Configuring Cloudfront for use with S3

Recently I spend some time setting preparing the ground for scown.dev (coming soon to an Internet near you). While I was at the ~~[T-437 Safety Command]~~ AWS console I realised that the scown.space Cloudfront Distibution was set up in a sub-optimal fashion, allowing direct read access to the underlying bucket. Having spent some time getting a better approach working, I thought I’d document it here.

Prior Configuration

Previously the scown.space setup consisted of:

An S3 bucket with static website hosting enabled and public read-only access to all objects in the bucket
A Cloudfront Distribution in front of the S3 bucket using a website origin
A Lambda@Edge function to allow the HTML files in the bucket to be accessed without specifying their file extension

This worked, but also allowed access to the site using S3 URLs. While this was not really an issue (everything in the bucket is accessible via the Cloudfront Distibution), it was also not quite what I was after.

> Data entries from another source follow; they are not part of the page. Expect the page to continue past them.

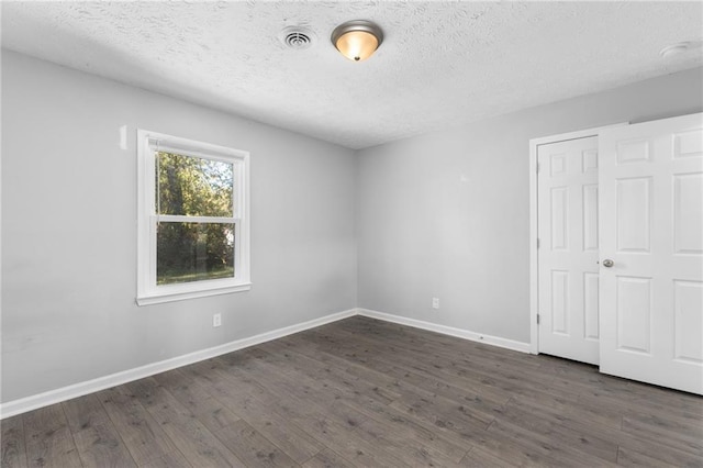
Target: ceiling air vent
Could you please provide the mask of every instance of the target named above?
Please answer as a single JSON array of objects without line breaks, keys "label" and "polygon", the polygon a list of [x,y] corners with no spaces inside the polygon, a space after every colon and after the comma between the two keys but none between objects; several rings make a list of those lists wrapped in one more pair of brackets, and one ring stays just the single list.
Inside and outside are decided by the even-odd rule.
[{"label": "ceiling air vent", "polygon": [[312,32],[304,27],[287,27],[280,35],[282,43],[289,48],[295,51],[302,51],[310,47],[312,45],[313,37]]}]

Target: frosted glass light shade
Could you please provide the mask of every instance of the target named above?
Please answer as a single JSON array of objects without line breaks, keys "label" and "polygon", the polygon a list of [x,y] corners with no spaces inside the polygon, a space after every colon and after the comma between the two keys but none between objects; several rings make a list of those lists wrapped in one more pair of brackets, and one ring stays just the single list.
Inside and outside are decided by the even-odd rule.
[{"label": "frosted glass light shade", "polygon": [[381,42],[383,33],[369,21],[348,21],[332,32],[332,43],[349,60],[360,62],[369,58]]}]

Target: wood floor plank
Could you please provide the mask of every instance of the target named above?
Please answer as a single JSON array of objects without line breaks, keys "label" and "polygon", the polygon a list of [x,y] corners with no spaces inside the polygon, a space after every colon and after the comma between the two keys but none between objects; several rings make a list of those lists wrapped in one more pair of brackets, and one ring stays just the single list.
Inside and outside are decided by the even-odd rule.
[{"label": "wood floor plank", "polygon": [[194,414],[159,386],[156,379],[148,377],[136,380],[126,383],[124,388],[142,403],[193,466],[245,466]]},{"label": "wood floor plank", "polygon": [[703,398],[355,316],[2,421],[2,466],[703,467]]},{"label": "wood floor plank", "polygon": [[182,459],[181,465],[189,465],[160,425],[123,387],[103,390],[97,397],[138,466],[164,458]]},{"label": "wood floor plank", "polygon": [[246,421],[238,421],[215,433],[246,466],[249,467],[298,467],[288,455],[270,443]]},{"label": "wood floor plank", "polygon": [[239,421],[239,416],[212,398],[205,387],[178,369],[154,376],[154,379],[212,432]]},{"label": "wood floor plank", "polygon": [[2,435],[2,457],[0,466],[7,468],[26,467],[26,450],[24,448],[24,422],[22,415],[5,417],[0,421]]},{"label": "wood floor plank", "polygon": [[29,466],[82,466],[60,404],[26,413],[23,420]]},{"label": "wood floor plank", "polygon": [[85,467],[135,467],[108,413],[92,393],[62,403]]},{"label": "wood floor plank", "polygon": [[484,450],[481,447],[471,448],[471,450],[469,450],[469,453],[466,454],[464,458],[461,458],[461,461],[459,463],[459,465],[464,467],[475,467],[475,468],[484,468],[484,467],[510,468],[515,466],[513,464],[510,464],[503,460],[502,458],[496,457],[490,452]]},{"label": "wood floor plank", "polygon": [[330,448],[325,448],[303,465],[303,468],[353,468],[349,461],[342,458],[341,455],[335,454]]},{"label": "wood floor plank", "polygon": [[669,468],[671,465],[644,454],[621,447],[617,450],[617,465],[623,467]]}]

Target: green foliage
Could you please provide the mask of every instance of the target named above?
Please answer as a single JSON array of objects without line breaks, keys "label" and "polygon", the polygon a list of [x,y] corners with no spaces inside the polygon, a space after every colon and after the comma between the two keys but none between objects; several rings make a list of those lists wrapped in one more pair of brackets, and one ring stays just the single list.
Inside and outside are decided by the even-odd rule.
[{"label": "green foliage", "polygon": [[[159,214],[233,215],[233,166],[174,153],[157,153]],[[157,283],[232,277],[234,224],[160,222]]]}]

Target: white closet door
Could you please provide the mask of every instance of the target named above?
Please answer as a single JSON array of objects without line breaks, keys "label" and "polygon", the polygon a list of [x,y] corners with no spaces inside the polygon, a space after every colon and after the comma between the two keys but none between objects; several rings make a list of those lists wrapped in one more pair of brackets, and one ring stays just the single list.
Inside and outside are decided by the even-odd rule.
[{"label": "white closet door", "polygon": [[703,394],[703,114],[599,143],[601,371]]},{"label": "white closet door", "polygon": [[598,137],[537,149],[539,353],[599,361]]}]

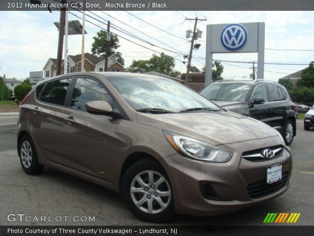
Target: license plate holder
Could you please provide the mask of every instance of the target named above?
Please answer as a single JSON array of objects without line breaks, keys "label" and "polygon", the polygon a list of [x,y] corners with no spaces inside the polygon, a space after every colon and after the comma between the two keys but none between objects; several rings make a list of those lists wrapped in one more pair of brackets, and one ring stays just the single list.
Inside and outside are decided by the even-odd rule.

Accessing S3 Buckets using Cloudfront Origin Identities

While setting up the scown.dev Cloudfront Distribution I spotted a setting I didn’t remember seeing before: Restrict Bucket Access. Essentially this locks down the S3 bucket and requires clients to access the objects using a Cloudfront Origin Identity. This was exactly what I was after.

Eager to try this out I went back to the scown.space distribution and configured the same settings. Unfortunately it wasn’t quite that straightforward - turning off the static website hosting resulted in some nasty looking XML and 403 errors. Fun times.

After some experimentation turning various permissions on and off, it transpired that there was a step I had missed.

In addition to adding a policy granting the Origin Identity access to the bucket objects, I also needed to add an ACL granting the Origin Identity permission to list objects in the bucket.

This got me most of the way there, but there was still an issue accessing the homepage.

Index document handling

S3 buckets configured for static website hosting specify an index document, which I was relying on for serving the main page. Accessing it presented me with some different XML and 404 errors. Sigh.

This turned out to be an issue with my Lambda function. I had unconciously set the Lambda up to rely on the index document property of the bucket. Thankfully the Lambda is so trivial that this was easy to fix.

'use strict';

exports.handler = (event, context, callback) => {
    const request = event.Records[0].cf.request;

    let uri = request.uri;

    if (uri === '') {
        uri = request.uri = '/index.html';
    }
    else if (uri.match(/\/$/)) {
        uri = request.uri += 'index.html';
    }

    const extension = uri.match(/\.[^.\/]+$/);

    if (extension === null) {
        request.uri += '.html';
    }

    return callback(null, request);
};

Conclusion

At this point I was able to access scown.space in full without a public bucket. Result.